Conceptual Lexicon

Lexicon of Religious Acculturation in Antiquity and Late Antiquity

Photos of posters with words.  Millions of words already known, I change their order in the exhausting search for my own phrase. Bologna. UniboLife 2018 Year: 2018 Photo by Elena Esposito

The primary aim of the Lexikon is to design a conceptual and socio-cultural map in fieri, mobile and fluid both on the synchronic and diachronic level, open to ever new “combinations”. The Lexicon of Religious Acculturation in Antiquity is thus conceived as a work-in-progress : inside the map, the heuristic paths and the hermeneutic prospectives will be signalled by digital markers (i.e., tag clouds, pop-up), tightly linked to the two main components, namely religion and language.

In our virtual map, we have designed these markers of the (“fact”, “field”, “object”) ‘religious’ – meant as historical product and human phaenomenon – according to three main fields (representation, communication, fruition), respectively sub-divided into three realms of relevance (practice, belief, fiction; sign, meaning, speech; systems, instruments, structures).

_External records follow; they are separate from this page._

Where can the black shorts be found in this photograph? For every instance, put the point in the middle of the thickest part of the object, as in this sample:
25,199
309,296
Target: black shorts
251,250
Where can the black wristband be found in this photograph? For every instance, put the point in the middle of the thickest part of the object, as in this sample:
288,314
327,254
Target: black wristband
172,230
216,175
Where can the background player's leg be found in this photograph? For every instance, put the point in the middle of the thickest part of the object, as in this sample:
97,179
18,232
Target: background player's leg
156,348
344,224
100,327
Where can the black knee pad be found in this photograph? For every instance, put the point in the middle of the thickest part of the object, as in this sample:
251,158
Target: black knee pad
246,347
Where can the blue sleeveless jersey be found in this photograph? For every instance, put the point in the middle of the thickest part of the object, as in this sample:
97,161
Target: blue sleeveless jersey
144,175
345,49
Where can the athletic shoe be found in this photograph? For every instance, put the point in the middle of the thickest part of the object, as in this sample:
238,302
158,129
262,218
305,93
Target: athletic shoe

In this perspective, ‘field’ (sub. ‘conceptual’) means any consistent organization of the experience (specific object of knowledge) or, according to Gunter Radden and Rene Dirven (Cognitive English Grammar, Amsterdam 2007), the general area of belonging of a category in a specific circumstance, whereas ‘realm’ (sub. ‘constitutive’) means the area, system or restricted space of action, belonging, extension (acted, experienced, conceptualized, enjoyed, shared).

Departing from the idea of religion as highly effective ‘system of symbolic communication’, the identified fields and realms are all meant as spaces of knowledge in fieri, i.e. dependent on an ‘internal’ analysis responding to logics of processual definition and re-definition.